Les parlementaires partis en mission en Grèce réclament aussi la mise en œuvre immédiate des 181 projets prioritaires identifiés par la task force de la Commission européenne avec les autorités grecques. Ils appellent à ce qu’ils soient financés en grande partie par les 10 milliards d’euros de fonds structurels européens non utilisés. Leur préoccupation est de passer à l’action pour surmonter les obstacles administratifs et autres en vue d’une mise en œuvre rapide. Enfin, ils plaident pour que la BEI soit encouragée à renforcer sa base de capital d’au moins 10 milliards d’euros afin de financer plus d’investissements en Grèce et ailleurs en Europe.

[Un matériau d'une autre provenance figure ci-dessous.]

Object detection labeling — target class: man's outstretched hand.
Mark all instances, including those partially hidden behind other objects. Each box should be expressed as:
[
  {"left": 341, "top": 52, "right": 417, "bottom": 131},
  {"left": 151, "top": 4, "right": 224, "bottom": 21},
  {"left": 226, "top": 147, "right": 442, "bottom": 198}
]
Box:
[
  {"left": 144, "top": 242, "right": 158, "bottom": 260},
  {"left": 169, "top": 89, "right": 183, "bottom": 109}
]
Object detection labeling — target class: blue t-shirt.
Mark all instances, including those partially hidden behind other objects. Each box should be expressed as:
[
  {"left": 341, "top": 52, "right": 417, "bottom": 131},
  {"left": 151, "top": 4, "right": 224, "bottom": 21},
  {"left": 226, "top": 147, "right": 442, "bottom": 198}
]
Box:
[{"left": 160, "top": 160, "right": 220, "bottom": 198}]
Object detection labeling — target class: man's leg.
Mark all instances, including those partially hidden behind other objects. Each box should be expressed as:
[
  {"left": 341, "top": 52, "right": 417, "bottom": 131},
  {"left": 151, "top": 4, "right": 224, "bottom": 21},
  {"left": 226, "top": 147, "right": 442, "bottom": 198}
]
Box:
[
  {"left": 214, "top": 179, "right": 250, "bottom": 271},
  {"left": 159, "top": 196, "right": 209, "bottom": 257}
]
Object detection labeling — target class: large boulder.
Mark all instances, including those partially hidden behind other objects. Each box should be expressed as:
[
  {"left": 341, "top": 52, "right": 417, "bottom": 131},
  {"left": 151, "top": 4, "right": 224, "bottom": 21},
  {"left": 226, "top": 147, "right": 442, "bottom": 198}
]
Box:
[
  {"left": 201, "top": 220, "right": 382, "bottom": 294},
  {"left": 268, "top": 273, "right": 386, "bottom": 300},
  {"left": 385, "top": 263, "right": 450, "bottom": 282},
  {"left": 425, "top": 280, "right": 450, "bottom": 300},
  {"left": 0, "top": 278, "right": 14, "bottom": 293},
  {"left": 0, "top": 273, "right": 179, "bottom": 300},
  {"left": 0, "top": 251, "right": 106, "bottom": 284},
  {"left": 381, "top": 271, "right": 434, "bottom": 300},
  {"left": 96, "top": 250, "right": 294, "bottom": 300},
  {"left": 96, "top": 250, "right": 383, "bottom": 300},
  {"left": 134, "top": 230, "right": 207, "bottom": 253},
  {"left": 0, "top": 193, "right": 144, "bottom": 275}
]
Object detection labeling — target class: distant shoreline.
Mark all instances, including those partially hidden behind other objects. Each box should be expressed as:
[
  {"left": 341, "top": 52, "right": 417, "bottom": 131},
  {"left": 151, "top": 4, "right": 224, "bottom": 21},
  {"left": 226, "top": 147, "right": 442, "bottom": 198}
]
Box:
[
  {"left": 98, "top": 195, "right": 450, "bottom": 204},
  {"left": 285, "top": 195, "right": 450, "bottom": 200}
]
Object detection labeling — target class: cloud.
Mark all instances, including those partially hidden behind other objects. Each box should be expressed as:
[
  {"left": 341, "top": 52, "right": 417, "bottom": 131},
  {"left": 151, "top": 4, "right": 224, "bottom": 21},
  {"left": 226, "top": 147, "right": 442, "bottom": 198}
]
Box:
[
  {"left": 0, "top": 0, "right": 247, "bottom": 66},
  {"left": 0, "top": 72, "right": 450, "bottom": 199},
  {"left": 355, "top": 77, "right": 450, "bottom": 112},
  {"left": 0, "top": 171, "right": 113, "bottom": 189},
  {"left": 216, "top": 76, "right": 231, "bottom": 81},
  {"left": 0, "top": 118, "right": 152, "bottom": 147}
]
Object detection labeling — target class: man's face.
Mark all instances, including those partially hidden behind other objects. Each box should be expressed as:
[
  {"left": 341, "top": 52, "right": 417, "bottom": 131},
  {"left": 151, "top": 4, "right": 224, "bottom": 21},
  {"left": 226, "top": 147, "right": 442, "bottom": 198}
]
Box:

La troïka emmenée par Robert Goebbels se base sur les propositions du Parti social européen (PSE) pour suggérer la création d’une garantie pour la jeunesse en Grèce sur la base de l’expérience autrichienne. Il s’agit de donner aux jeunes de moins de 25 ans le droit à un emploi, une formation dans un délai de quatre mois après qu’ils se retrouvent sans emploi, ensuite, ils pourraient se voir offrir des places en apprentissage dans le secteur public. Le coût de cette garantie devrait être financé pendant cinq ans par des fonds européens, plaident les parlementaires qui soulignent que l’expérience montre que cela reviendrait moins cher que ne coûte le chômage des jeunes en Grèce à l’heure actuelle.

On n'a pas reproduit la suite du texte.